Взгляни снова на Англию. Она может делать, что хочет, она может сталкивать головами народ с народом, но этим она выращивает себе только своих новых поклонников. Они все с огромным удовольствием сами стали бы англичанами, а почему? Так как они не уверены в собственной форме! Так как у них нет самоочевидности британцев, умения беззаботно вести себя во всем мире так, как они как раз и есть. Такое отношение производит впечатление. Весь мир передразнивает англичан. Все снобы за Англию. Они все на ее стороне. Знаете ли вы, что это значит? Не три четверти всех людей, но трех четверти всех тех, кто пролазит наверх. Снобизм — это мировая держава.

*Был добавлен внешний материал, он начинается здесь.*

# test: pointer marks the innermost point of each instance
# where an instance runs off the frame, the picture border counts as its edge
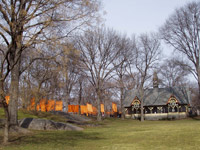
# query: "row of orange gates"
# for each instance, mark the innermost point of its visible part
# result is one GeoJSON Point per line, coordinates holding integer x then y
{"type": "Point", "coordinates": [52, 105]}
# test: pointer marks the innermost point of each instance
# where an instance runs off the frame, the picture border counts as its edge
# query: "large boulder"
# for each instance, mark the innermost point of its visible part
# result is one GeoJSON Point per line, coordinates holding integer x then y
{"type": "Point", "coordinates": [43, 124]}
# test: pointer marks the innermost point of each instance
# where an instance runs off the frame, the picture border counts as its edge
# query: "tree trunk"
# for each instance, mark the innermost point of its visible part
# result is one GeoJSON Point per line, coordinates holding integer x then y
{"type": "Point", "coordinates": [7, 122]}
{"type": "Point", "coordinates": [142, 104]}
{"type": "Point", "coordinates": [122, 106]}
{"type": "Point", "coordinates": [66, 102]}
{"type": "Point", "coordinates": [98, 106]}
{"type": "Point", "coordinates": [7, 125]}
{"type": "Point", "coordinates": [80, 97]}
{"type": "Point", "coordinates": [14, 91]}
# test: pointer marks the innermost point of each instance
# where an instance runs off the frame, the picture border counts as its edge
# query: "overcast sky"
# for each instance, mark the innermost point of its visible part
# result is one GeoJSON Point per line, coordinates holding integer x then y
{"type": "Point", "coordinates": [139, 16]}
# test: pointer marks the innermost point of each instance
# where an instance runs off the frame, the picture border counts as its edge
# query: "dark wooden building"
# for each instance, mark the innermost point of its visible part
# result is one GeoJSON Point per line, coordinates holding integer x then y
{"type": "Point", "coordinates": [159, 103]}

Английский язык такой легкий, слышу я снова и снова. Легкий, да, в его основах, легкий, чтобы как раз поверхностно общаться на нем. Это дает ему все, чтобы быть удобным международным языком, такому, который подкупает краткостью и небольшой грамматикой, но что потом? Потом вы могли бы выучить наизусть весь следующий язык, предложение за предложением, ударение за ударением. Каждое слово, которое вы поставите иначе, и пусть даже это будет точно по правилам, разоблачает вас как иностранца! Удержало ли это мир, например, от того, чтобы он учил английский язык? Ничего подобного! Мир учит английский язык, не потому, что он легкий или трудный. Он учит его, потому что пираты вроде Френсиса Дрейка открыли для британцев моря, потому что государственные деятели вроде Уильяма Питта создали на этих морях мировую империю, а мировая финансовая олигархия все еще базируется в Лондоне. Он учит английский язык из-за Америки и потому что сегодняшний мир — преимущественно английский, не только мир от Канады до Австралии, но и другой, «большой» мир общества. Он учит его, так как Англия — это страна лордов и джентльменов и миллионам неангличан кажется очень желанным, чтобы их путали с ними, и чтобы они могли разговаривать как они, с той же самой беспечностью и тем же самым акцентом. Они все несут шлейф за Англией. Но эти люди, — мы должны это себе точно уяснить — определяют мировое общественное мнение, не напечатанное, вероятно, оно все равно англосаксонское, так или иначе, а другое, которое выше этого.